Per valorizzare il nuovo presidio dovremo tenere conto di tutti questi elementi. Di fronte a noi abbiamo una grande opportunità: il Paese, nel suo complesso, ha gli elementi sia di consapevolezza sia di disponibilità finanziaria per farlo e, se il contesto è questo, Cesena può contare sulle condizioni utili a renderla protagonista di questo rilancio. Sono convinto che proprio da questi mesi, che sono quelli che vedranno l’avvio della progettazione dal punto di vista edilizio, architettonico e ingegneristico, troveremo una modalità di coinvolgimento della comunità e dei professionisti di questa Azienda, per definire i contenuti del nuovo ospedale. Lo scorso anno lo sostenevo non sapendo quale sarebbe stato il momento, oggi sappiamo che il momento è arrivato. È vero, la stanchezza accumulata c’è, ma vedo anche la voglia e la necessità di ripartire con gli occhi al futuro.

Per quello che sarà il mio ruolo nel concorrere alla realizzazione del nuovo ospedale io credo che abbiamo un vantaggio che è quello di sapere quella che è la vocazione del Bufalini di oggi e lo sarà anche per quello di domani. La specializzazione sulle patologie tempo dipendenti ha senso che sia collocata a Cesena, per una questione geografica oltre che di esperienze maturate nei decenni. Si potranno riproporre conflitti o scontri tra territori su dove concentrare le singole specialità. Se lo sguardo di tutti è quello di guardare a una prospettiva di miglioramento e innalzamento del livello assistenziale, le divisione verranno superate. Allo stesso tempo dobbiamo ritrovare una logica nella garanzia delle prestazioni essenziali e generaliste in prossimità delle persone.

È un momento importante di passaggio per l’organizzazione sanitaria e anche per la nostra Azienda sanitaria perché si chiude un ciclo importante che ha determinato l’integrazione delle 4 Aziende preesistenti. Molti degli importanti risultati raggiunti non avremmo potuto neppure immaginarli se non fosse esistita l’Azienda Unica della Romagna. Ora è il momento del rilancio, in cui si torna a guardare lontano con il coraggio di andare oltre equilibri troppo spesso legati all’aritmetica e con la determinazione che deve avere chi guida un’azienda importante come questa a valorizzare l’impegno e la dedizione di tutti i professionisti che lavorano in questa Azienda. È anche un’opportunità per ristabilire un clima diverso, più sereno. Siamo usciti non solo da un’emergenza sanitaria ma anche da una fase difficile, che era quella della creazione di questa azienda. Ora i tempi sono quelli giusti per portare a maturazione il progetto. In questo subentra l’impegno di noi Amministratori e non meno della Regione Emilia-Romagna che con investimenti e con un finanziamento procapite deve riconoscere il grande sforzo organizzativo e la validità di questo progetto.
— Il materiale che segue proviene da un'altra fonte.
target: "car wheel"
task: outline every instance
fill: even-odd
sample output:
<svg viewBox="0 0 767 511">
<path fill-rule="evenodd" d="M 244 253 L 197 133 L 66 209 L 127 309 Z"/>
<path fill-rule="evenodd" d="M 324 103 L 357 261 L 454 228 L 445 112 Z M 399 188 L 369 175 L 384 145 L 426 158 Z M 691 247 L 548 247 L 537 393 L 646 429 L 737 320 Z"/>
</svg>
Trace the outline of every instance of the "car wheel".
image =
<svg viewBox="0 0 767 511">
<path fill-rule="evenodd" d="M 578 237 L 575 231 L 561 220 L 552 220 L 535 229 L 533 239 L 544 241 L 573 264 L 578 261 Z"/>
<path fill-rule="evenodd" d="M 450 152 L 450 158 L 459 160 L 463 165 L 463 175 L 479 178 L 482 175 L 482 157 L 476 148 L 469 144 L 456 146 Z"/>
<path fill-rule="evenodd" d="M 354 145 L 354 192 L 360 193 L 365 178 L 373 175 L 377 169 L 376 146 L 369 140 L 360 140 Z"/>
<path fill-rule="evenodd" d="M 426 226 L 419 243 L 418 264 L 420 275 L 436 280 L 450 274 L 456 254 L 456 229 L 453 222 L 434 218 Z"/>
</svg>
È infatti importante che non si ripeta la tendenza che ha caratterizzato gli ultimi anni, creando un divario significativo nel finanziamento della sanità tra le diverse parti della Regione. Questa battaglia – ha concluso il Sindaco –  la porteremo avanti, non per ragioni di rivalità, ma perché siamo convinti che anche la componente di fatica che c’è stata nel costruire questa azienda vada riconosciuta e premiata. Il miglior modo per premiarla è riconoscere il grande lavoro che è stato fatto ed affidare il futuro alle migliori competenze che ci sono oggi a disposizione.